Non, je rigole, l'exemple est mal choisi car, coup de chance, « enfant » est un mot épicène – on peut aussi bien dire un enfant qu'une enfant, pareil pour « élève » Ouf ! Quel bol ! Les écoles l'ont échappé belle, quoique petite difficulté prévisible avec les lycéens zé les lycéennes...
Dans le doute, on annonce une floraison de prénoms épicènes : les Camille, Dominique, Stéphane etc. - prudence parentale oblige !
Tout ça, c'est bien, mais c'est peu, il faut s'attaquer au scandale du genre grammatical des mots !
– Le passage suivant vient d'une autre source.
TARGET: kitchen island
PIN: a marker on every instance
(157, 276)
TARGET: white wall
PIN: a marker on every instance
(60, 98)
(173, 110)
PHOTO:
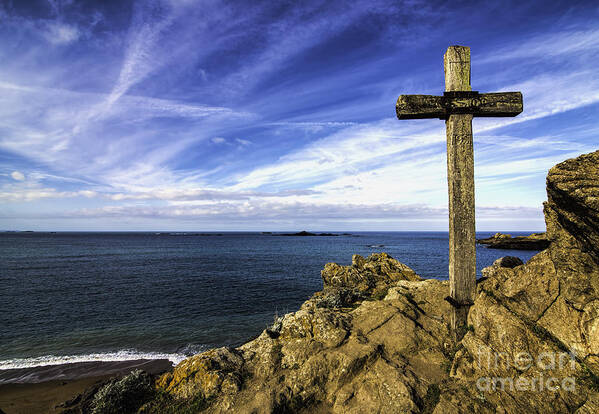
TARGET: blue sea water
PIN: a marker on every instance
(69, 297)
En effet, on dit "la science", mais la plupart des découvertes ont été faites par des hommes, non ? Comme Einstein, qui a inventé relativement pas mal de trucs, tout le monde le sait, ou Newton qui a quand même inventé la pomme, c'est pas rien. Et d'autres, la roue, le feu. On devrait donc dire « le science », ce ne serait que justice. En parlant de ça, d'ailleurs, si LA justice est féminine, l'injustice devrait être masculine. De même, « une sentinelle » - comment imaginez-vous une sentinelle : un grand baraqué pas commode, ou une femme dont le fusil-mitrailleur arrive aux genoux ? Donc : UN sentinelle et les camps militaires seront bien gardés. L'intelligence ? Mmm, admettons, je veux bien qu'elle soit partagée ; mais alors, on fait 50/50 et on en fait un épicène ! La féminité, OK, mais « la masculinité », non, je m'offusque ! Chacun son truc.
Au passage, ça remettrait un peu d'ordre dans les mots du sexe : la chatte, le minou, la bite, le phallus, c'est un peu confus, tout ça ! Il paraît qu'on a tous une part des deux, ce bazar sémantique doit venir de là.
Bon, on voit donc que malgré l'écriture inclusive, on a encore un gros chantier devant nous. Ajoutons-y une réforme de l'orthographe sur l'accord des participes passés, qui couve depuis longtemps.
Parlons-en de la France : pourquoi dire « dans la France, on parle le français » et non « dans le France, on parle la français » ? D'ailleurs, on dirait plus joliment : « en France, on parle français », c'est bien la preuve que les articles posent problème.
Zamenhof, ce génie méconnu qui a fondé l'espéranto sur la base de nombreuses langues, en a été conscient, hésitant longtemps puis finissant par proposer sans conviction un seul article neutre, essentiellement pour les langues qui en ont l'habitude ou le besoin - càd. nous, les Français !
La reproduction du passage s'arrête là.